Radio Mezquital (call sign XHCPDX-FM) is a radio station on 96.5 FM in Ixmiquilpan, Hidalgo, Mexico, part of the Radio y Televisión de Hidalgo state radio network. The station went on the air as XHD-FM in 1963 and was originally operated by the government agency Patrimonio Indígena del Valle de Mezquital. The state government absorbed XHD-FM and the other stations owned by the group in 1995.

==History==
On March 27, 1963, the public agency Patrimonio Indígena del Valle de Mezquital signed on its first radio station, XHD-FM, with a formal inauguration by President Adolfo López Mateos. Operating on 96.5 MHz, XHD-FM was Hidalgo's first FM radio station (and the first radio station to operate in Ixmiquilpan); it also was the first radio school program in Mexico, broadcasting programming for the Mezquital Otomí population.

In 1975, XEZG-AM was permitted. XEZG offered programming targeted at a rural audience, while XHD sought to serve a more urban population. 1982 saw PIVM's radio holdings expand even further, with new AM stations at Tlachinol and Huejutla de Reyes (also now part of RTH). The name of the organization had changed to Patrimonio Indígena del Valle de Mezquital y la Huasteca Hidalguense (PIVMHH), and the station was known as Radio Mezquital y Huasteca Hidalguense.

On January 8, 1991, PIVMHH was liquidated.
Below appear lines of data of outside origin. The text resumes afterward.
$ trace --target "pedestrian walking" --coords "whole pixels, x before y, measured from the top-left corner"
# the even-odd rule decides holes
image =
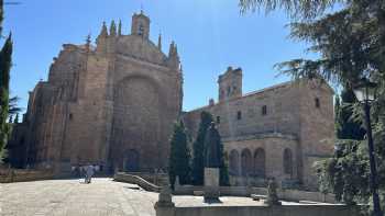
[[[91,179],[94,175],[94,166],[89,164],[86,167],[86,183],[91,183]]]

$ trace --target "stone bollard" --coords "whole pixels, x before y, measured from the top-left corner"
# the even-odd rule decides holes
[[[205,203],[220,203],[219,168],[205,168]]]
[[[277,187],[278,185],[274,179],[268,181],[267,198],[264,202],[266,205],[282,205],[282,203],[278,201]]]
[[[156,216],[174,216],[175,204],[173,203],[172,190],[169,186],[163,186],[158,196],[158,201],[155,203]]]

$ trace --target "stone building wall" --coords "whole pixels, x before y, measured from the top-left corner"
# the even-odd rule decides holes
[[[235,70],[240,73],[240,69]],[[234,79],[240,78],[234,76]],[[221,80],[220,77],[219,91],[223,91],[227,83],[239,83],[226,80],[223,84]],[[232,174],[274,177],[279,182],[298,181],[305,187],[315,189],[312,163],[333,152],[332,95],[326,83],[290,81],[244,95],[220,96],[218,103],[211,100],[208,106],[185,113],[184,120],[190,136],[196,137],[200,113],[207,111],[213,115]],[[232,150],[237,150],[238,160],[232,160]],[[264,155],[262,159],[256,150]],[[292,169],[286,167],[285,172],[287,160]]]
[[[182,70],[174,42],[167,56],[148,33],[150,19],[140,13],[129,35],[103,24],[96,47],[89,39],[63,46],[48,80],[30,93],[28,129],[18,135],[26,137],[25,164],[56,173],[89,162],[109,170],[166,167]]]

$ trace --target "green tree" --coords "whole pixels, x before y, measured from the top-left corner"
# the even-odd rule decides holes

The radio stations were absorbed by the state government in 1995.

XEZG was cleared to migrate to FM in 2012 as XHZG-FM 94.9, though it would be years before it came into operation. XHZG and XHD simulcast, with 94.9 being receivable in Ixmiquilpan proper and 96.5 in the surrounding rural area.

As a result of an omission by the state government of Hidalgo, the concessions for the entire Hidalgo state radio network were not renewed when they expired, and stations including XHD and XHZG left the air on November 28, 2022. Though an application was made for a new concession to replace XHD-FM, the Federal Telecommunications Institute did not rule on the application until 2024, when it awarded the Ixmiquilpan frequency to the state and the former XHHUI-FM frequency in Huichapan to the Universidad Autónoma del Estado de Hidalgo, which had also sought the Ixmiquilpan allotment.